The term sea and land dayaks are seldom heard or used of nowadays. In the Article 161A (7) of the Federal Constitution while other indigenous people are mentioned, it gave no mention of iban and bidayuh at all. Why the Federal Constitution did not define the term “dayak” but, “natives” for the purpose of indigenous people of Sarawak? Now, some bright spark out there wanted to split the dayak further by suggesting that the term dayak no more be used. Would not this politically was split the dayaks in Sarawak further?

If Najib is serious of 1 Malaysia Concept as a front for racial unity, he should amend the Federal Constitution so that Malaysians do no be called “bumiputera”, non-“bumiputera” and “others”. As it stands now, the law and the government treat races differently. This was evident when a bidayuh was not given a financial loan to start his business because he could not qualify himself as a bumiputera which prompted Lim Kit Siang to raise the matter in Parliament. Some dayaks in West Malaysia were said not been recognized as bumiputeras when buying houses, thus, depriving them of houses allocated to bumiputeras.

Datuk Joseph Entulu has much to explain to the community for his suggestions on the use of the term dayak and he was said to have said that the term dayak bore connotations that were negative, derogatory, uncouth and low class. If Datuk Joseph Entulu had said this, I would be sorry to him because there is nothing derogatory to call all indigenous people of Sarawak dayaks. If a person says that the term dayak is derogatory, uncouth and low class, then, it was his personal perception unsupported by any findings or is contrary to public perception. To clear the air, Chinese people never called dayak, derogatory or low class and since coming here from China, the Chinese people always showed much respect to the dayaks. That was the reason why when SNAP was formed as an umbrella for the dayaks, many Chinese businessmen supported the Party.

So don’t split the dayaks further. They are human beings like any other people in this earth. No body had a choice which race they wanted to be when they came to this earth. That is, nobody may wish to be born as dayak, a Chinese or an Indian, etc if he has the right to chose which race he should be before he comes to this world. We are all God’s creation and God had created us that way, so we must accept this God’s will.

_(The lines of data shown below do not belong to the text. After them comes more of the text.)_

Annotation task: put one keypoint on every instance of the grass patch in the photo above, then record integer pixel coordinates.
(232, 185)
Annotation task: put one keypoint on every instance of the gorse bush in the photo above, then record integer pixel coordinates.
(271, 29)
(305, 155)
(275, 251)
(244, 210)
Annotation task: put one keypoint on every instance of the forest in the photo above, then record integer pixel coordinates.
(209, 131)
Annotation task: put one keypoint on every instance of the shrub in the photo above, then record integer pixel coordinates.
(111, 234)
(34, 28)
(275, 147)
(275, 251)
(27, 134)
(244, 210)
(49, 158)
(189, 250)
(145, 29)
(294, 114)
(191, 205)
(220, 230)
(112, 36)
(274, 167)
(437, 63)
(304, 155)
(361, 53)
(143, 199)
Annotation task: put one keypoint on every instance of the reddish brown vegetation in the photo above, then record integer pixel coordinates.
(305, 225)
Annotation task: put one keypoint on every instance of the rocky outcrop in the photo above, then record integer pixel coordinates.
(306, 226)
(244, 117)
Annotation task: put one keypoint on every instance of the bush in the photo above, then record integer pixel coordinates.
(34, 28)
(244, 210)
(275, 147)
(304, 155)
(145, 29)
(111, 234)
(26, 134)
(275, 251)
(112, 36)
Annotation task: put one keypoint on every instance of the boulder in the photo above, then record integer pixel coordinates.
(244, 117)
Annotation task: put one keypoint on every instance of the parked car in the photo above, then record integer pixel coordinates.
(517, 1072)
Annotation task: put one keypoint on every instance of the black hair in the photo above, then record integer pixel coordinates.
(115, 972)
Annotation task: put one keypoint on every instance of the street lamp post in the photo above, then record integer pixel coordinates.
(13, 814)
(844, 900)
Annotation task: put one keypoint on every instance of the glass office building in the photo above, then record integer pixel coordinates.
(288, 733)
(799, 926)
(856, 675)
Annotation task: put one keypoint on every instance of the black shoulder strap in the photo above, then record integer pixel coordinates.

The dayak should by now know why Malaysian Dayak Congress (“MDC”) could not until now be registered as a political party. With the name “dayak” in the Party’s name, it could be feared that MDC could be the umbrella to where the dayaks, whether, ibans, bidayuhs or orang ulus could find political shelter and political strength together. So, promoters and supporters of MDC, your wait may not see any light at all!

The dayak community has to think hard and find a solution to come together so that they could be stronger politically to fight for their rights which had long been neglected by the government.